Denmark’s Danica Pension reported investment losses on its market-rate pensions in the first half, with customers with medium-risk profiles taking a 4.3% hit to their pension pots – but the provider’s chief executive officer described the negative returns as satisfactory given first quarter asset value lows.
Total assets of the Danske Bank subsidiary fell to DKK429bn (€57.6bn) by the end of June from DKK435bn the same time last year, while its pretax profit for the first half rose to DKK892m from DKK766m – a 16.5% improvement the firm said was mainly due to a reduced deficit on the health and accident business.
Ole Krogh Petersen, Danica Pension CEO, said: “Considering how turbulent and unusual the first half was, I am pleased with the results we produced for our customers and for Danica Pension.”
In the interim report published today, the pension fund said the 4.3% loss on its Danica Balance Mix product, for someone with 20 years to retirement and a medium-risk profile, was “satisfactory,” in light of the fact the loss for such a individual had stood at 15% at the end of March.
Krogh Petersen said it was naturally frustrating that Danica’s customers had negative returns, but that the firm was pleased to have recovered a large part of the loss by maintaining its investment strategy.

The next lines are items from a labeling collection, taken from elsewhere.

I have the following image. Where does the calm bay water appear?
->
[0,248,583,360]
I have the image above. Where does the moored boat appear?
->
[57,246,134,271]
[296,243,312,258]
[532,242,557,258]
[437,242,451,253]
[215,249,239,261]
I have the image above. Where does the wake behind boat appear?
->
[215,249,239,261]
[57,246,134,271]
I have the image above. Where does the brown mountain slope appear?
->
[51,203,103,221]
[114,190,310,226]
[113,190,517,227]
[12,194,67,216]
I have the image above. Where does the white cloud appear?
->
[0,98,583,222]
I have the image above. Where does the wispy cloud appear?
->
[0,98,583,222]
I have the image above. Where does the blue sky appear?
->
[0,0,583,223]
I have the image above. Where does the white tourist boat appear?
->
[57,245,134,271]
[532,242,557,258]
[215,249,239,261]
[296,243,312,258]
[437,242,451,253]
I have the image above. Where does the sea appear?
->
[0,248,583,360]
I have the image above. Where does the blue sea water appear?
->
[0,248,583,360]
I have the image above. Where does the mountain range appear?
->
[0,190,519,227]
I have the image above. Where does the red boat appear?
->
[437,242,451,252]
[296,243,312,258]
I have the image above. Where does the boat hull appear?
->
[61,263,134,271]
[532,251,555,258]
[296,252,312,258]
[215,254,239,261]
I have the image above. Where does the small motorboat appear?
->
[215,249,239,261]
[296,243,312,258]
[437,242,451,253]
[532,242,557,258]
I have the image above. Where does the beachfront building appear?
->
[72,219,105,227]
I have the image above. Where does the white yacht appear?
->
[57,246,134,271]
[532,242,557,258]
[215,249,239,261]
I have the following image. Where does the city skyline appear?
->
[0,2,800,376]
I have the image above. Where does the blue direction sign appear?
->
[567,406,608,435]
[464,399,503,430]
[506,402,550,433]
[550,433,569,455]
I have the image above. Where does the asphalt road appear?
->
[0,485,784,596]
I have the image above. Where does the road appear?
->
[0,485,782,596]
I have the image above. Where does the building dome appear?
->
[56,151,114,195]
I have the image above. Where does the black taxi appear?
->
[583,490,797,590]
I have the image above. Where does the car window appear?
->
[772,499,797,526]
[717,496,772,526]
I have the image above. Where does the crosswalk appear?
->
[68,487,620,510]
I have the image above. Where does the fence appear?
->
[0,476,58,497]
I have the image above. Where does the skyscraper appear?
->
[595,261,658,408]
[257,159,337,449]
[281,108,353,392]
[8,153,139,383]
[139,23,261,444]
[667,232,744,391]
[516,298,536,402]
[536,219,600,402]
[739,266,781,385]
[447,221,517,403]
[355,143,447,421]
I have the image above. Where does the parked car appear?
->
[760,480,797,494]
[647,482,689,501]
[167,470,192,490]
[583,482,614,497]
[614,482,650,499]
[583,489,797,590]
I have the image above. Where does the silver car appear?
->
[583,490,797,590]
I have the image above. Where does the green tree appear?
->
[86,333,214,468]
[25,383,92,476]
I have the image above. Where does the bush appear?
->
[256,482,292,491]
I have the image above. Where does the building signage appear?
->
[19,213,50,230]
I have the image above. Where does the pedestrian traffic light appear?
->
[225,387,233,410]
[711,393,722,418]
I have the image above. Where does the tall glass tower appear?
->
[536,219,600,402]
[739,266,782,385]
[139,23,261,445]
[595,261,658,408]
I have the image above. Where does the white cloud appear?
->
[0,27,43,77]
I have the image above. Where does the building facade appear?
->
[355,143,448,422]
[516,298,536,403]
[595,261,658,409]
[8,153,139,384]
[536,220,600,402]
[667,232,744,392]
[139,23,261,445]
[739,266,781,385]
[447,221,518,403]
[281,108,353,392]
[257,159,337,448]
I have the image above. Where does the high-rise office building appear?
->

“In 2020, it has been particularly important to keep in mind that pensions are a long game, and I am happy to note that we have consistently been guided by this principle,” he said.
After a charge for additional provisions, the return for the traditional average-rate pension scheme was -1% in the first half, down from 1.6% in the same period last year, according to the interim data.
Green investments nearly doubled in the first six months of 2020 to DKK19.6bn, Danica said, from DKK10.3bn at the end of 2019.
“This means that we are well underway to meeting our target of investing DKK30bn in the green transition by 2023, DKK50bn by 2025 and DKK100bn by 2030,” the firm said.